I think it started when I spent a summer as a library page. I’d often flip through books while shelving them, but the childbirth books basically scarred me for life. I had bad dreams about them. The things I saw in those books? I shudder still to think about them. If you want to basically make me cry on the spot all you really have to say is “episiotomy.” When I started to get really ridiculous about it, Jon basically banned me from reading those books anymore so as to retain some hope that one day we can have some beautiful blond-haired blue-eyed babies (with our genes, that’s all we’re going to get).
Then mommyblogging became a huge trend. Hoo boy. I’ve read so many pregnancy horror stories that I’m pretty sure I know every possible thing that could possibly go wrong. Aside from two friends who have told me their lovely it wasn’t so bad birth stories, I’m starting to wonder if ANYONE has a non-horror-movie childbirth story to tell. (Seriously, women of the world, please start blogging about how fun and not-painful your childbirth experience was. I’d love to read it!) And it’s not just the stories. Lately everyone wants to share their childbirthing with the world via amateur photojournalism. I’ve seen enough photos of slime-covered fresh-from-the-womb newborns that I’ve expressed to Jon my desire that someone please WASH THE BABY OFF before handing him or her to me for the first time. I really hope this is not too much to ask.
And then there was “Knocked Up.” Now, I was under the impression that this movie was a comedy, but I was sorely mistaken. It should be filed at Blockbuster with the rest of the horror fare. When the baby crowning scene came, I seriously started crying. Tears rolling down my face crying. Much like men wince in empathy pains when someone else on TV gets kicked in the nuts, I was weeping for my body and what it will someday endure. One sight of that and I was pretty solidified in my belief in modern medicine.
Speaking of modern medicine, a friend of mine and I recently had a conversation about natural childbirth. Now, more power to ya if that’s your steez, but it ain’t for me. I just took some ibuprofen because my legs hurt from weeding a flower bed yesterday, so you can extrapolate my pain threshold from there. My friend expressed that she would not want to be medicated while giving birth, because she doesn’t want to be out of it or falling asleep during the experience.
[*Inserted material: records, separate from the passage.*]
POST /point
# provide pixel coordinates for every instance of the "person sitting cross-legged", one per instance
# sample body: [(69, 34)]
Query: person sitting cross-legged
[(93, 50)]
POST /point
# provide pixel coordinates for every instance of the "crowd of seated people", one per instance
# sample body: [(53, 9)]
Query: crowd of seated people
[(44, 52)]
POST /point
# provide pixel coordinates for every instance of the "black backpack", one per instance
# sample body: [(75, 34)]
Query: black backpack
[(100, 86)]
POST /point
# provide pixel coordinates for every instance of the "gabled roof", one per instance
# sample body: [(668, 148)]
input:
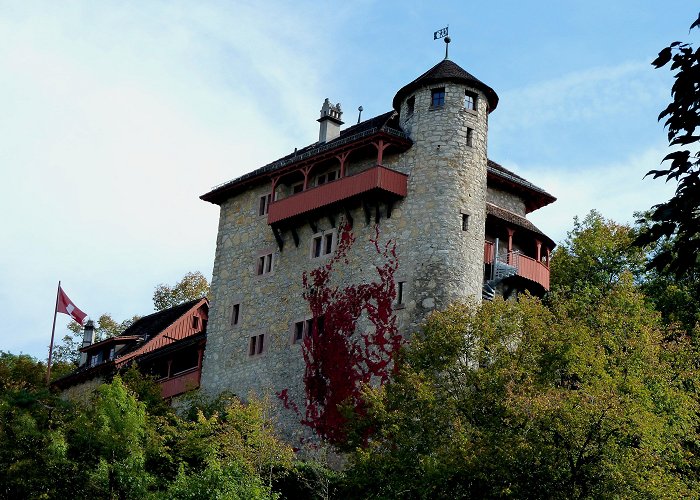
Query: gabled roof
[(386, 122), (518, 220), (535, 197), (146, 336), (446, 71)]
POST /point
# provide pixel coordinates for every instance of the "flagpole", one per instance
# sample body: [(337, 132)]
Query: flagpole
[(53, 330)]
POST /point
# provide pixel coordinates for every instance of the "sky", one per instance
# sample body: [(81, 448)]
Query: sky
[(115, 116)]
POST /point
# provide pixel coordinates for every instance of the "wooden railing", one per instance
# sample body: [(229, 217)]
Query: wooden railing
[(527, 266), (180, 382), (375, 178)]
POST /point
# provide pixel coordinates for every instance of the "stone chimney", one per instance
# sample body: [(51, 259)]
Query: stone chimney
[(330, 121), (88, 339)]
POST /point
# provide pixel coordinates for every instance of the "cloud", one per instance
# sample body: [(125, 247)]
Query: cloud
[(615, 189)]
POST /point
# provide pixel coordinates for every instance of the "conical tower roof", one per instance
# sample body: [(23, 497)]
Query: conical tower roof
[(446, 71)]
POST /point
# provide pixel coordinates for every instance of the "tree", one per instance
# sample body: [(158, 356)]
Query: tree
[(192, 286), (676, 297), (68, 350), (596, 254), (513, 399), (677, 221)]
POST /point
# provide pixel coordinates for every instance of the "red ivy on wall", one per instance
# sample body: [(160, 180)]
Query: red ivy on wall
[(340, 360)]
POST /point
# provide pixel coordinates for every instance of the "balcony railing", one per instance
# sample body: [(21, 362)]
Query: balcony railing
[(179, 383), (374, 179), (526, 267)]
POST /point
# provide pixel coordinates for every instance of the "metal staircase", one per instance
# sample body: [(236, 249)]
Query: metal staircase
[(502, 267)]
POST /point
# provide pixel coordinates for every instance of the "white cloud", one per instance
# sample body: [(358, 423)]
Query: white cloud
[(616, 190)]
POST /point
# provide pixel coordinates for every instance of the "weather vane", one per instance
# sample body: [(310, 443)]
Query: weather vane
[(443, 33)]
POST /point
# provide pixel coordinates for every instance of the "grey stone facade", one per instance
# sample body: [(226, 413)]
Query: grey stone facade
[(440, 262)]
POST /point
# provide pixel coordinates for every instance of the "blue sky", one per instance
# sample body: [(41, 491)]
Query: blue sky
[(116, 116)]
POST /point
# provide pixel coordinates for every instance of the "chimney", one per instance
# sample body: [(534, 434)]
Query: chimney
[(330, 121), (88, 339)]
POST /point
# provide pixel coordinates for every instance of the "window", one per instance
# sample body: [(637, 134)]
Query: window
[(323, 244), (235, 314), (264, 204), (410, 105), (327, 177), (400, 293), (264, 264), (304, 328), (256, 345), (470, 100), (437, 97)]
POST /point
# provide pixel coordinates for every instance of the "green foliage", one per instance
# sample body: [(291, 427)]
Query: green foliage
[(117, 446), (678, 220), (595, 256), (587, 399), (191, 286)]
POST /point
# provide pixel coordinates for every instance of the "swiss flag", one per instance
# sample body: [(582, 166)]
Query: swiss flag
[(66, 306)]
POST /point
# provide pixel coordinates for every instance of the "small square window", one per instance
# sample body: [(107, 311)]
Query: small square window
[(470, 100), (264, 204), (327, 177), (323, 244), (256, 345), (304, 329), (437, 97), (264, 265), (235, 314), (410, 105)]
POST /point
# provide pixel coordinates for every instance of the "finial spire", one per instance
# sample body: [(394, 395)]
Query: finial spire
[(443, 33)]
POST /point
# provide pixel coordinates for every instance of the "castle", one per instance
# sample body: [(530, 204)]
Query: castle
[(420, 173)]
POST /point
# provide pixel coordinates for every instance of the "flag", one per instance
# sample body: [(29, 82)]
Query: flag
[(66, 306)]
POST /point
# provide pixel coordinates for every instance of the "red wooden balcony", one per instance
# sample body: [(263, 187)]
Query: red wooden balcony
[(527, 267), (375, 179), (179, 383)]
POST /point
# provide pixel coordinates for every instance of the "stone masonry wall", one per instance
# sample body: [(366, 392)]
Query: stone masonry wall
[(438, 262)]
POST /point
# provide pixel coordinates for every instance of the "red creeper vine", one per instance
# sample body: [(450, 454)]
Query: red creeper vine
[(340, 360)]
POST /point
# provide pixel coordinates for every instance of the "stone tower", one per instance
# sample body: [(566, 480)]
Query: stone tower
[(445, 113)]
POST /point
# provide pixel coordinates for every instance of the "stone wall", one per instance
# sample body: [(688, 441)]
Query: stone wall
[(438, 261)]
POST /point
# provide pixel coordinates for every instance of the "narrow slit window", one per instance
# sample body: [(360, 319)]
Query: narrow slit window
[(264, 264), (256, 345), (235, 314), (264, 204), (470, 100), (437, 97)]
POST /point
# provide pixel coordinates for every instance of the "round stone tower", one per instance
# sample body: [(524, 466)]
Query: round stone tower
[(445, 112)]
Of course, my thought is that going to the hospital, falling asleep, then waking up to meet my new baby sounds FANTASTIC. I mean, that’s kind of what happened when I got my wisdom teeth out and from what I understand it’s a much less harrowing experience than bringing a baby into the world.
So, the bottom line is, when it comes to “A Baby Story” I’d rather just not hear it. I love kids, and I hope to have a couple someday. I’m already planning their names and deciding which traits of mine and which traits of Jon’s I hope they get. But if you wish to ever meet my hypothetical future children, who are sure to be adorable, if awkward, little souls, do not tell me about your childbirth experience. At a baby shower not too long ago, many of my mommy friends were singing the praises of special hospital underpants with ice packs built in. I was horrified. YOU MEAN I’M GOING TO NEED AN ICE PACK FOR MY UNDANEEFY BITS? A friend who was there, who has three adorable kids told me she’d save all the scary stuff for when I’m already pregnant, because by then it will be too late. I think it sounds like a plan. Until then, ignorance is bliss.